Australian High Commissioner Andrew Byrne, in his first visit to the province this week, officially opened the clinic in a ceremony at Kilufi’i Hospital which was attended by the Premier of Malaita Province, Edwin Suibaea, Provincial Health officials and members of the Auki community.
Speaking at the opening, Mr Byrne said Australia is proud to be supporting Solomon Islands to improve health care for its people.
“Australia is both a friend and partner to Solomon Islands, especially in the area of health,” he said.
“Our support to the Ministry of Health and Medical Services is delivered in partnership with the Ministry and is making a real difference to improving the quality and access to basic health care for all Solomon Islanders.”

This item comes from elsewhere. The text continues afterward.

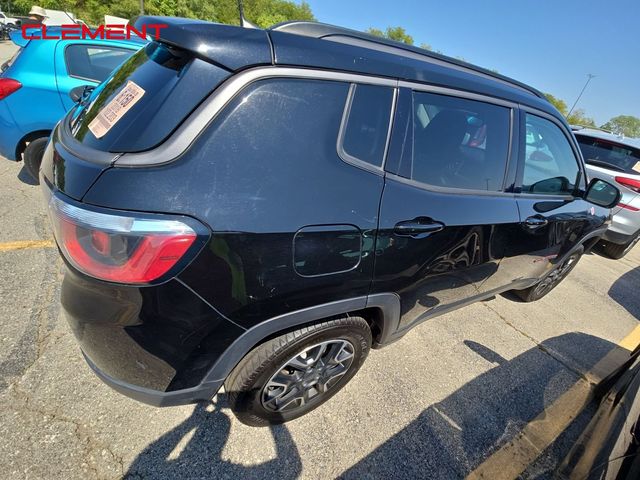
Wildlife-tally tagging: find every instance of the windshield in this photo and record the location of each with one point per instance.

“Our support to establish eye clinics across the country is in addition to our substantial assistance to the Solomon Islands Government’s own strategic health plan.”
“Our contribution of more than SBD100 million each year assists the Solomon Islands Government to deliver on their commitment to provide good quality basic health care for all Solomon Islanders.”

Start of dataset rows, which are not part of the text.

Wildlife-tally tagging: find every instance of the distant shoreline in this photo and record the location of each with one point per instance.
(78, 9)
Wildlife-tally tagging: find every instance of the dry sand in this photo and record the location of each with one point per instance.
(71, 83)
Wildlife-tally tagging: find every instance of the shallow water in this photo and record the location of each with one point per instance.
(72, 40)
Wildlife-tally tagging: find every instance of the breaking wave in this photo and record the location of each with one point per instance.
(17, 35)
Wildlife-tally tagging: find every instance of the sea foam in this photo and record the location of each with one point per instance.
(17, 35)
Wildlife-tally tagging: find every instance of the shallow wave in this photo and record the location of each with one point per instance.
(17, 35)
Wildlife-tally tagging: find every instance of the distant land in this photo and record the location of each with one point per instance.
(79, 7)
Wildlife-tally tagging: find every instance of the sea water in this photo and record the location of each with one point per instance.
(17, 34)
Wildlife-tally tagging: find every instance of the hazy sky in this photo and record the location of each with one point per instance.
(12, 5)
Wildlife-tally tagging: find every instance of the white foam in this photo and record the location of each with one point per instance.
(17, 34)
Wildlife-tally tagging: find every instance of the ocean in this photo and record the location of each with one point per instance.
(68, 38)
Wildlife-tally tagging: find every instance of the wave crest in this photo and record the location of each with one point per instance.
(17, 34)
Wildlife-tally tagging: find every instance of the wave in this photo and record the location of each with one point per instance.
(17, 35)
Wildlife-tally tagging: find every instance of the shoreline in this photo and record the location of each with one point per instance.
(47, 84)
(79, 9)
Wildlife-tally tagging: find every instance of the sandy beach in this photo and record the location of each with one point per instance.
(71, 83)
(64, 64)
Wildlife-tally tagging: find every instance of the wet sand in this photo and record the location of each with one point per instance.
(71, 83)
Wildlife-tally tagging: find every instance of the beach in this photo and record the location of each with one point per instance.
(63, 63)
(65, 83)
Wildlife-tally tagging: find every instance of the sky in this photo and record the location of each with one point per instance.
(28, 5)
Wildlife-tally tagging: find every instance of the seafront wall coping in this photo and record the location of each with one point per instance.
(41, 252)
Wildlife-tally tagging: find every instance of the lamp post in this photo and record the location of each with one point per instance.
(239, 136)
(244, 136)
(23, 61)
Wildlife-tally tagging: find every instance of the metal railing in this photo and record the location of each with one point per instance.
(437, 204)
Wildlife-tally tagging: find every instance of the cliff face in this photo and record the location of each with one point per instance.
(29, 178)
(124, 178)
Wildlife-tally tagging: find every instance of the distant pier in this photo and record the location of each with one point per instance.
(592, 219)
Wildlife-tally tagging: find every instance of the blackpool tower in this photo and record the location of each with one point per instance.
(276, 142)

Funded by the Australian and New Zealand Governments under the Pacific Regional Blindness Program, the new clinic will provide screening and treatment services for patients with eye diseases, as well as education and treatment for patients with non-communicable diseases.
The clinic is the latest addition to the network of Eye and Non Communicable Disease clinics around the country.
Clinics have already opened in Honiara, Gizo and Kirakira and a clinic will soon open in Avu Avu, Guadalcanal Province. Clinics are also planned for Isabel and Temotu Provinces.